Les conclusions à fin d'octroi de l'aide juridictionnelle provisoire :

2. Il y a lieu, dans les circonstances de l'espèce, de faire droit à la demande d'octroi de l'aide juridictionnelle à titre provisoire.

Les conclusions dirigées contre les arrêtés litigieux :

3. Il appartient toujours au juge administratif saisi d'un recours contre une mesure d'éloignement, d'apprécier la légalité de celle-ci au regard du droit au séjour éventuel de l'étranger à la date de son intervention.

4. En l'espèce, il est constant que M. B est père d'un enfant français, né le 4 septembre 2023 qu'il avait d'ailleurs reconnu de façon anticipée dès le 14 avril 2023, qu'il vit avec la mère de cet enfant et exerce ainsi conjointement avec celle-ci l'autorité parentale sur l'enfant et qu'il a sollicité, le 19 octobre 2023, la délivrance d'un titre de séjour. Il indique, sans être contredit, que cette demande est fondée sur sa qualité de père d'un enfant français.
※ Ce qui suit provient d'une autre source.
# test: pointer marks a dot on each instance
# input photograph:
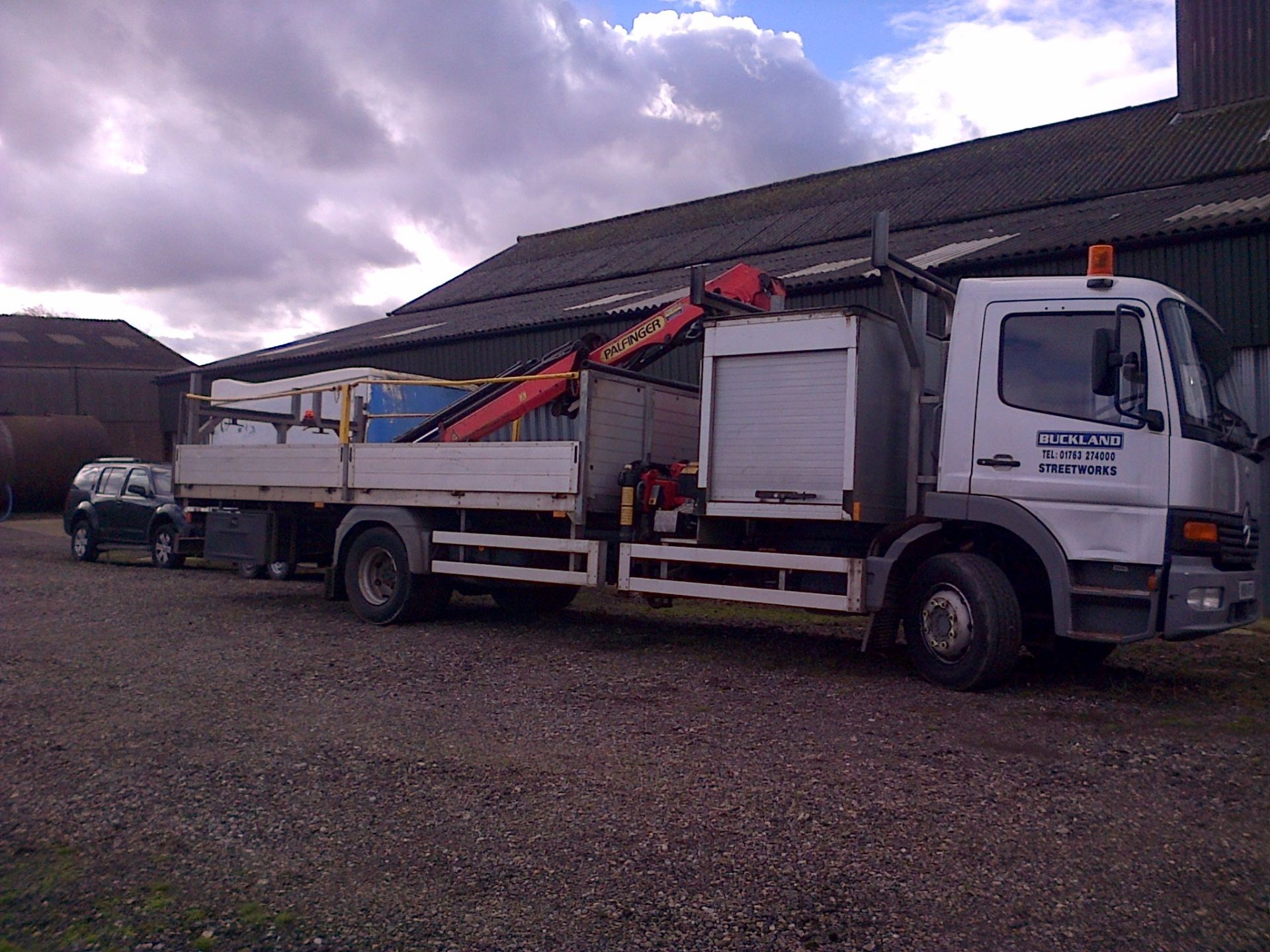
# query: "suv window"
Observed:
(87, 477)
(112, 481)
(139, 477)
(1046, 366)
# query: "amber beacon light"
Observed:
(1101, 266)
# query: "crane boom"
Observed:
(741, 287)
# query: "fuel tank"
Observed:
(41, 455)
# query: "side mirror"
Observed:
(1104, 364)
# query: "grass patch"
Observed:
(55, 899)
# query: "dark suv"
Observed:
(124, 503)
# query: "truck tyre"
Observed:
(249, 571)
(84, 541)
(962, 622)
(281, 571)
(534, 600)
(381, 588)
(1074, 655)
(163, 549)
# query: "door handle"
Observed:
(1000, 460)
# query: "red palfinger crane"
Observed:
(742, 288)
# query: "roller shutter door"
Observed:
(779, 423)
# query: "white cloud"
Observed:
(991, 66)
(229, 175)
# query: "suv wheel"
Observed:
(84, 541)
(163, 549)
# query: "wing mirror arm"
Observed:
(1108, 364)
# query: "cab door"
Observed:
(1086, 465)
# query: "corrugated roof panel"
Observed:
(36, 340)
(1221, 208)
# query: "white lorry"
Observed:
(1058, 467)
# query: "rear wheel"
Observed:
(163, 549)
(962, 622)
(535, 600)
(84, 542)
(380, 586)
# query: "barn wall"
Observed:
(126, 401)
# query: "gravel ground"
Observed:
(194, 761)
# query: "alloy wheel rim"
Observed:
(378, 576)
(948, 623)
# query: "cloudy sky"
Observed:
(233, 175)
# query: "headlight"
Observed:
(1206, 600)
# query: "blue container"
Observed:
(397, 399)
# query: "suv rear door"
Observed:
(136, 507)
(106, 503)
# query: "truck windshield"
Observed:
(1202, 366)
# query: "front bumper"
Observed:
(1240, 603)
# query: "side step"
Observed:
(588, 574)
(780, 564)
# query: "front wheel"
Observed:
(962, 622)
(281, 571)
(163, 549)
(84, 542)
(380, 586)
(249, 571)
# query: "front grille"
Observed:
(1236, 553)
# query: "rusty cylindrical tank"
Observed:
(41, 455)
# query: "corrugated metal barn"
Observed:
(88, 368)
(1181, 188)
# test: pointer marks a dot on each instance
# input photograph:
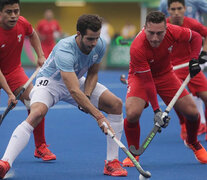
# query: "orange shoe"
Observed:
(202, 129)
(199, 151)
(44, 153)
(128, 163)
(4, 168)
(183, 132)
(113, 168)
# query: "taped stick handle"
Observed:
(180, 66)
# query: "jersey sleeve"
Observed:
(27, 26)
(101, 49)
(182, 34)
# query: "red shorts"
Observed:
(16, 78)
(166, 85)
(47, 49)
(196, 84)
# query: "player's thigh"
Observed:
(110, 103)
(16, 79)
(187, 107)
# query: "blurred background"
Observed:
(121, 17)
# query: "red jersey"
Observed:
(181, 51)
(144, 58)
(11, 43)
(150, 64)
(47, 29)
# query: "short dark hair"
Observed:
(155, 17)
(89, 21)
(169, 2)
(7, 2)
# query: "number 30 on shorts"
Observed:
(43, 83)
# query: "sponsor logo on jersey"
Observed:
(19, 37)
(170, 48)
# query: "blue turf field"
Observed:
(80, 145)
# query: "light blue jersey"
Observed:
(194, 8)
(66, 56)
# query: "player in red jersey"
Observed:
(47, 29)
(181, 54)
(13, 29)
(151, 73)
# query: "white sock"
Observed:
(116, 122)
(199, 104)
(18, 141)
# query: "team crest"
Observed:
(19, 37)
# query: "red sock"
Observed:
(181, 118)
(39, 133)
(192, 130)
(206, 116)
(132, 132)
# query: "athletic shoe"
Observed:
(199, 151)
(4, 168)
(128, 163)
(44, 153)
(183, 132)
(202, 129)
(113, 168)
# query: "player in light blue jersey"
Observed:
(194, 8)
(62, 79)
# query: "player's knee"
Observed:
(192, 113)
(133, 116)
(117, 106)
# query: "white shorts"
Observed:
(50, 92)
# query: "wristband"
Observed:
(100, 117)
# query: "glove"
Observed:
(194, 67)
(80, 108)
(202, 57)
(161, 118)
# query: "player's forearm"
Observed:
(4, 84)
(90, 84)
(36, 44)
(196, 43)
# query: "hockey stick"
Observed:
(125, 81)
(156, 127)
(11, 105)
(146, 174)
5. Dans ces circonstances, sans qu'il soit besoin de statuer sur les autres moyens de la requête, M. B est fondé à prétendre que le préfet d'Indre-et-Loire ne pouvait lui faire obligation de quitter le territoire français. Il est donc fondé à demander l'annulation de l'arrêté fixant cette obligation et, par voie de conséquence, l'annulation des décisions fixant le pays d'éloignement et l'assignant à résidence avec obligations de présentation aux autorités de police.

Les frais de l'instance :

6. L'avocat de M. B peut se prévaloir des dispositions de l'article 37 de la loi du 10 juillet 1991 et de l'article L. 761-1 du code de justice administrative. Il y a lieu, dans les circonstances de l'espèce, et sous réserve que Me Gauthier, avocat de M. B, renonce à percevoir la somme correspondant à la part contributive de l'Etat, de mettre à la charge de l'Etat la somme de 1 200 euros.

D E C I D E :

Article 1er : Le bénéfice de l'aide juridictionnelle est accordé à titre provisoire à M. B.
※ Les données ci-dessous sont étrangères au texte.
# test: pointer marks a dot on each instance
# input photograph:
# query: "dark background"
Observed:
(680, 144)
Article 2 : Les arrêtés du 27 novembre 2023 du préfet d'Indre-et-Loire portant respectivement, d'une part, obligation de quitter le territoire français sans délai, fixation du pays de destination et interdiction de retour sur le territoire français d'une durée d'un an et, d'autre part, assignation à résidence dans le département d'Indre-et-Loire pour une durée de 45 jours et fixation des obligations de présentation aux autorités de police sont annulés.

Article 3 : L'Etat versera à Me Gauthier, avocat de M. B, sous réserve de sa renonciation à percevoir la somme correspondant à la part contributive de l'Etat au titre de l'aide juridictionnelle, une somme de 1 200 euros au titre des articles L. 761-1 du code de justice administrative et 37 de la loi du 10 juillet 1991.
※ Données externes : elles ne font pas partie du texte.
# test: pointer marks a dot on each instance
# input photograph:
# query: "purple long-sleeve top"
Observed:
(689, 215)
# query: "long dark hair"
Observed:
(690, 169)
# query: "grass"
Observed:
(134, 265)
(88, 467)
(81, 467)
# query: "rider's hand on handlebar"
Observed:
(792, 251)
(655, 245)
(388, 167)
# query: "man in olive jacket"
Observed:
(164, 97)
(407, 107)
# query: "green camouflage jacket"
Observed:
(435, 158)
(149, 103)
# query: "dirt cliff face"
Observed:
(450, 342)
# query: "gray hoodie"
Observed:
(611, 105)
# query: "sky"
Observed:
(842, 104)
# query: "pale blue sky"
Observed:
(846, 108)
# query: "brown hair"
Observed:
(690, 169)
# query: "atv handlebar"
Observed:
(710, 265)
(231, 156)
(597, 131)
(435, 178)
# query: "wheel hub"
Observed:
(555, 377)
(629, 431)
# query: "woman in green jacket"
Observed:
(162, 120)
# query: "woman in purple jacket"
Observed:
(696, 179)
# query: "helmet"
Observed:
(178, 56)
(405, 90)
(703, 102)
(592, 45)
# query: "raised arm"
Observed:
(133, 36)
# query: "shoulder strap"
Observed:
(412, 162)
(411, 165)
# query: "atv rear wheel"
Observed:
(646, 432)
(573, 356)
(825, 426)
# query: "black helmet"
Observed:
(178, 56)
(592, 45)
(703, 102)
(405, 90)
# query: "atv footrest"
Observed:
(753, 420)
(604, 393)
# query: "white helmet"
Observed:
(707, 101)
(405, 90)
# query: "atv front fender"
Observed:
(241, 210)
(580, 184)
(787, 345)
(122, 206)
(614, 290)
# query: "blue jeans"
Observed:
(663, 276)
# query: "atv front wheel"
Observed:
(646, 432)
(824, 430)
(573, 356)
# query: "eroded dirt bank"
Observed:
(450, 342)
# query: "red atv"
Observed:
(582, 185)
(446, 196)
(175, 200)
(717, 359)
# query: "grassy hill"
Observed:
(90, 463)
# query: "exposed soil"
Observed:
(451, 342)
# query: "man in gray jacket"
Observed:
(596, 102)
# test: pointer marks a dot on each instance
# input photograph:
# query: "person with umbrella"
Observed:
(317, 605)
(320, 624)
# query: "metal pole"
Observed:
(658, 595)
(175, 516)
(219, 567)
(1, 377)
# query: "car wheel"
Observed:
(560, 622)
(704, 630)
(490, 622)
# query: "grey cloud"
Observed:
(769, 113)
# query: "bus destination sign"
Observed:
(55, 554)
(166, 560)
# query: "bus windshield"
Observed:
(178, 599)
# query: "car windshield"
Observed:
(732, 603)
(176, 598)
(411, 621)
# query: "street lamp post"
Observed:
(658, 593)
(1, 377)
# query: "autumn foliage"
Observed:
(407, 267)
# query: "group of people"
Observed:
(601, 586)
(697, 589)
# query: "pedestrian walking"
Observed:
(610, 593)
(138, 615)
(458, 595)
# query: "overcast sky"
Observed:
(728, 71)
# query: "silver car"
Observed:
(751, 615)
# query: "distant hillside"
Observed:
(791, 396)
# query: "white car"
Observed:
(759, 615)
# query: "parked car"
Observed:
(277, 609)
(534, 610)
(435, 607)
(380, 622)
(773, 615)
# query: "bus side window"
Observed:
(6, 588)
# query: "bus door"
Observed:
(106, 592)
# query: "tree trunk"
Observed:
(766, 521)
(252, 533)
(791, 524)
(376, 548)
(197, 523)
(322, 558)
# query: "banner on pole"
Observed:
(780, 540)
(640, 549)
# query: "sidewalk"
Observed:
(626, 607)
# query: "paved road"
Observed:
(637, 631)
Article 4 : Le présent jugement sera notifié à M. A B et au préfet d'Indre-et-Loire.

Copie en sera adressée, pour information, au ministre de l'intérieur et au procureur de la République près le Tribunal judiciaire de Tours.

Rendu public par mise à disposition au greffe le 4 décembre 2023.

Le magistrat désigné,

Denis LACASSAGNE

La greffière,

Florence PINGUET

La République mande et ordonne au préfet d'Indre-et-Loire en ce qui le concerne ou à tous commissaire de justice à ce requis en ce qui concerne les voies de droit commun, contre les parties privées, de pourvoir à l'exécution de la présente décision.